Мы взялись за это слишком поздно – а может быть, слишком рано. Для нас город всегда был связан с вакхическими радостями, скромными или безудержными. Жить дисциплинированно мы умели лишь по возвращении на Лонг-Айленд, да и то не всякий раз. Ничто не побуждало нас делать городу какие-то уступки. Первый из моих символов Нью-Йорка теперь стал только воспоминанием, ибо я уже знал, что успех и неуспех лишь в тебе самом; второй – утратил притягательность: из тех актрис, которым я поклонялся издали в 1913 году, две успели уже пообедать у нас. И я ощущал какой-то страх, видя, что вот-вот исчезнет и третий символ, – темп городской жизни все убыстрялся, что уж было думать о том покое, что царил в квартире Кролика. И сам Кролик был женатым человеком, а вскоре должен был стать и отцом. Другие друзья разъехались по Европе, о вчерашних служителях муз теперь говорили как о младших сыновьях семейств, чьи дома были не чета нашему ни по размерам, ни по социальному статусу. Да и мы к этому времени «перезнакомились со всеми», то есть с большинством из тех, кого Ральф Бартон, когда он рисовал публику на премьере,[248] поместил бы в первых рядах партера.

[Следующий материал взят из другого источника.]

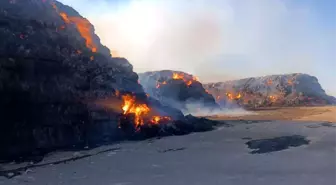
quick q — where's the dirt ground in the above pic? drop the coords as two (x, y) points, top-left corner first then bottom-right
(2, 120), (336, 185)
(207, 106), (336, 122)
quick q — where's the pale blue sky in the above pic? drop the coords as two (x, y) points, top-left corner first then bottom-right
(59, 0), (336, 95)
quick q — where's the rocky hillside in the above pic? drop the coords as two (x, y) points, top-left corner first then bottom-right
(203, 73), (336, 108)
(0, 0), (190, 160)
(139, 70), (219, 113)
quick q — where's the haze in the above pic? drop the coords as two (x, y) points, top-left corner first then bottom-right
(59, 0), (336, 96)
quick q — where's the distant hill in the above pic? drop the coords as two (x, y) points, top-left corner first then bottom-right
(203, 73), (336, 108)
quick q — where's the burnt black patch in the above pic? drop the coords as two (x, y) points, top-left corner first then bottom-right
(320, 122), (336, 128)
(246, 135), (310, 154)
(239, 120), (271, 124)
(306, 124), (321, 128)
(158, 147), (186, 153)
(306, 122), (336, 129)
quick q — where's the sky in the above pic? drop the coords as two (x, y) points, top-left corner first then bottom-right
(58, 0), (336, 95)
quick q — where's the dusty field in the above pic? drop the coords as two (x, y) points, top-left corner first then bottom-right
(207, 106), (336, 122)
(2, 120), (335, 185)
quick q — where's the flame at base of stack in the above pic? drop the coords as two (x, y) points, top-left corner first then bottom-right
(118, 92), (172, 131)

Но теперь мы уже мало что и значили. Эмансипированная девица, о которой я писал в своих первых книгах и которой был обязан своей популярностью, к 1923 году вышла из моды – во всяком случае, здесь, на Востоке. Я решил ошеломить Бродвей и написал пьесу, но Бродвей выслал своих лазутчиков в Атлантик-Сити, где ее для пробы поставили, и убил эту идею на корню.[249] Выходило, что в данный момент городу и мне нечего предложить друг другу. И я решил забрать с собой атмосферу Лонг-Айленда, такую мне привычную, и воссоздать ее под незнакомыми мне небесами.

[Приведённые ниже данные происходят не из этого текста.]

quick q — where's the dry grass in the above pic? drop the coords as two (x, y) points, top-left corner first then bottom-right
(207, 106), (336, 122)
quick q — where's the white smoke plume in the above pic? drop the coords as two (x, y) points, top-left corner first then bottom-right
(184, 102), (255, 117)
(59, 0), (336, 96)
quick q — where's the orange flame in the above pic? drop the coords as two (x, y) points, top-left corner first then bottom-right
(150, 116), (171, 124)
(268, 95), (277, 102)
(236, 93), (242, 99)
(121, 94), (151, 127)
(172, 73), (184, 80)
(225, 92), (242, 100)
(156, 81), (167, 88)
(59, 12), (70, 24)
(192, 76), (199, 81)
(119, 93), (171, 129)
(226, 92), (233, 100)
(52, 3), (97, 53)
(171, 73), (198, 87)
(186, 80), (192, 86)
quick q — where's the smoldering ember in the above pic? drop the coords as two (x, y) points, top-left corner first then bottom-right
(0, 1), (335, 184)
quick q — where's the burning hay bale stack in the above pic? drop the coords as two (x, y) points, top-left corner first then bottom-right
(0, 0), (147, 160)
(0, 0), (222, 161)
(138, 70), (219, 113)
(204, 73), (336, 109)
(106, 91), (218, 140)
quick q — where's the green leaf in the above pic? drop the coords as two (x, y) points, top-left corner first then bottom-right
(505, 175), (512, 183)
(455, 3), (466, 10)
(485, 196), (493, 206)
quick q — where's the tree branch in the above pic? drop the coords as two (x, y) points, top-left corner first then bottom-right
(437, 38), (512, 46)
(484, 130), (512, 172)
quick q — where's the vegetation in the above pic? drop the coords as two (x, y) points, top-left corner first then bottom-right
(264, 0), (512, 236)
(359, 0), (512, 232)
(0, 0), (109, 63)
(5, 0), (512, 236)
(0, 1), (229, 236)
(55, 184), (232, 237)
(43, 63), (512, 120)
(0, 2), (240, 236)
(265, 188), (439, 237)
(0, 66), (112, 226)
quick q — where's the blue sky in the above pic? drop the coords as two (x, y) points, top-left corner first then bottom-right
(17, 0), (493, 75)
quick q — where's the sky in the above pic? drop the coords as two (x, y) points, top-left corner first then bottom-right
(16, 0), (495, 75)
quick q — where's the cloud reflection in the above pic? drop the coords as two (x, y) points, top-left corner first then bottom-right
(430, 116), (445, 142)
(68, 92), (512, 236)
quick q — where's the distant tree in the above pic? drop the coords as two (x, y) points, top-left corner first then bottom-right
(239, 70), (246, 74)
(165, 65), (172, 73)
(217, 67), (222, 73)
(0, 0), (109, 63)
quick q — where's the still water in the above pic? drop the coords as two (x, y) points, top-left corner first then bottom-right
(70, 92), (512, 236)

Прошло три года, прежде чем мы опять увидели Нью-Йорк. Пароход медленно шел вверх по реке, и в ранних сумерках на нас обрушивался город – белый глетчер южного Манхэттена, как пролет воздушного моста, а выше, за ним, – вся громада Нью-Йорка, чудо пенистого света, зацепившегося за звезды. На палубе грянул оркестр, но на фоне такого величия марш звучал пошловато. И в ту минуту я осознал навсегда, что Нью-Йорк – это мой дом, как бы часто я его ни покидал.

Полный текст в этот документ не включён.